Les leçons humiliantes de nos prédictions technologiques passées
Notre vie est pleine de mauvaises prédictions. En 2010 je prédisais d’un ton assuré que les tablettes informatiques étaient inutiles car elle n’étaient ni des vrais smartphones, ni des vrais ordinateurs. « Elles disparaîtront d’ici 3 ans ». L’expérience nous invite donc à devoir nous méfier des cadres présents qui nous feraient penser qu’une nouvelle technologie ne marcherait jamais pour une application donnée [1]. À contrario, les limites de ces nouvelles technologies ne sont pas imaginaires et les nier, comme le feraient certains, devient mécaniquement une attitude de croyant aux antipodes d’une démarche scientifique prudente qui pourrait nous protéger des dérives potentielles que toute technique sans cadre peux entraîner.
La blockchain, révolution et limites
La blockchain est une technologie informatique conçue pour garantir l’inscription de données de façon immuables, sans intermédiaires, accessibles à tous, en offrant une garantie d’authenticité. C’est donc le support idéal pour les crypto-monnaies telles que le Bitcoin ou Ethereum.
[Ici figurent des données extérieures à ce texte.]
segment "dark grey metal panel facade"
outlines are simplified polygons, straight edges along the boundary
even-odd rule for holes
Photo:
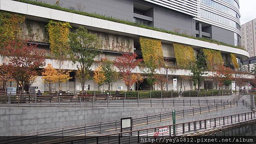
[[[214,26],[212,26],[212,37],[213,39],[234,45],[234,32]]]
[[[154,26],[174,31],[180,29],[180,32],[195,35],[195,21],[192,16],[163,7],[154,7]]]

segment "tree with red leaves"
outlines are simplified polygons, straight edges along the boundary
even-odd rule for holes
[[[7,58],[2,70],[12,75],[23,90],[31,86],[38,75],[38,69],[45,65],[44,52],[27,42],[20,39],[11,41],[0,52]]]
[[[218,89],[225,85],[228,86],[231,84],[233,78],[233,71],[230,68],[221,66],[212,72],[212,78],[216,83],[216,85],[218,86]]]
[[[121,73],[122,80],[124,81],[127,90],[130,90],[131,86],[136,81],[132,78],[132,72],[142,60],[141,59],[136,59],[137,55],[124,54],[122,57],[116,58],[114,60],[114,65],[118,68]]]

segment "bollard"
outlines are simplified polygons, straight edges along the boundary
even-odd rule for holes
[[[79,105],[79,108],[81,108],[81,97],[80,97],[80,105]]]
[[[189,100],[189,103],[190,103],[190,107],[191,107],[191,99]]]
[[[184,118],[184,109],[183,109],[183,117]]]
[[[172,98],[172,91],[171,91],[171,97]]]
[[[36,108],[36,95],[35,95],[35,108]]]
[[[108,97],[107,98],[107,107],[108,107],[108,99],[109,99],[109,97],[108,97]]]
[[[185,99],[183,99],[183,107],[185,107]]]
[[[116,120],[116,131],[117,131],[117,120]]]
[[[201,107],[200,107],[200,115],[201,114]]]
[[[147,125],[148,125],[148,115],[147,115]]]
[[[102,125],[102,123],[101,123],[101,122],[100,122],[99,123],[99,133],[101,133],[101,125]]]
[[[8,107],[10,107],[10,95],[8,95]]]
Les limites de cette technologie existent cependant : impact environnemental, anonymat non garanti, résilience incertaine au déchiffrage… La révolution de la blockchain est incontestable, mais lui attribuer toutes les vertus serait aussi absurde que de nier l’impact disruptif de cette technologie.
La blockchain et le vote face au principe de réalité
Je vois beaucoup de blockchain-idolâtres clamer partout que cette technologie va permettre de faire du vote électronique dématérialisé, anonyme, et vérifiable (donc sécurisé). L’affirmer aujourd’hui revient hélas à nier le principe de réalité.
- D’abord l’anonymat n’existe pas dans la blockchain. Il est obtenu en utilisant un pseudonyme. Ce n’est pas – à mon sens – précisément la technique de la blockchain qui permet de garantir l’anonymat. Pour être plus précis, les organisateurs du vote doivent créer un système qui lie les identités de chacun aux adresses bitcoin ou autre. C’est donc là qu’est la faiblesse. Nous ne sommes donc pas dans une anonymisation mais dans une pseudonymisation.
- Les travaux de recherche ont démontré que tout vote dématérialisé anonyme est intrinsèquement invérifiable. La blockchain ne peut échapper à cette réalité scientifique qui n’a jamais été infirmée. Les travaux de Chevalier-Mames et al. ont en effet abouti à démontrer pourquoi il y a incompatibilité formelle entre la vérifiabilité des votes dématérialisés et l’anonymat [2].
- Comme tout système de vote par procuration, la blockchain, n’a pas de moyens de convaincre un électeur de la sincérité des opérations. Cela introduit un doute dans le résultat de l’élection qui sape l’autorité des personnes élues.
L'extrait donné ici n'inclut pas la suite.